Die Begründung des Stiftungsrats: „Den Friedenspreis des Deutschen Buchhandels verleiht der Börsenverein im Jahr 2014 an Jaron Lanier und ehrt mit dem amerikanischen Informatiker, Musiker und Schriftsteller einen Pionier der digitalen Welt, der erkannt hat, welche Risiken diese für die freie Lebensgestaltung eines jeden Menschen birgt.
Eindringlich weist Jaron Lanier auf die Gefahren hin, die unserer offenen Gesellschaft drohen, wenn ihr die Macht der Gestaltung entzogen wird und wenn Menschen, trotz eines Gewinns an Vielfalt und Freiheit, auf digitale Kategorien reduziert werden. Sein jüngstes Werk ‚Wem gehört die Zukunft‘ wird somit zu einem Appell, wachsam gegenüber Unfreiheit, Missbrauch und Überwachung zu sein und der digitalen Welt Strukturen vorzugeben, die die Rechte des Individuums beachten und die demokratische Teilhabe aller fördern.

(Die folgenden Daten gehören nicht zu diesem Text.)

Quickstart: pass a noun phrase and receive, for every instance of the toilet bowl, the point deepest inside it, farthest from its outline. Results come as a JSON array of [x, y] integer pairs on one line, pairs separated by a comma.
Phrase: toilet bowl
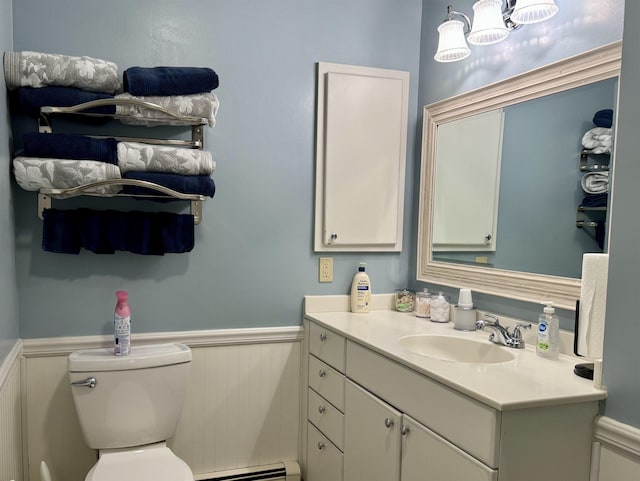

Mit der Forderung, dem schöpferischen Beitrag des Einzelnen im Internet einen nachhaltigen und ökonomischen Wert zu sichern, setzt Jaron Lanier sich für das Bewahren der humanen Werte ein, die Grundlage eines friedlichen Zusammenlebens, auch in der digitalen Welt, sind.“
Der Preisträger
Jaron Laniers Biografie ist europäisch geprägt. Die Mutter hatte Wien mit 15 Jahren verlassen, der Vater stammte aus der Ukraine und war schon vorher vor den antijüdischen Pogromen geflüchtet. Jaron Lanier wurde 1960 in New York geboren, wuchs aber in der Nähe von El Paso, Texas, auf. Die Mutter starb bei einem Autounfall, als der Junge neun Jahre alt war. Die Kindheit verlief sehr turbulent. Der Vater starb vor kurzem, „während ich diese Worte schreibe“, das sind letzte Sätze in seiner Paulskirchen-Rede, die er tief bewegt ausspricht. Er ist der Einzige, der von seiner Familie blieb, viele kamen in den Konzentrationslagern um.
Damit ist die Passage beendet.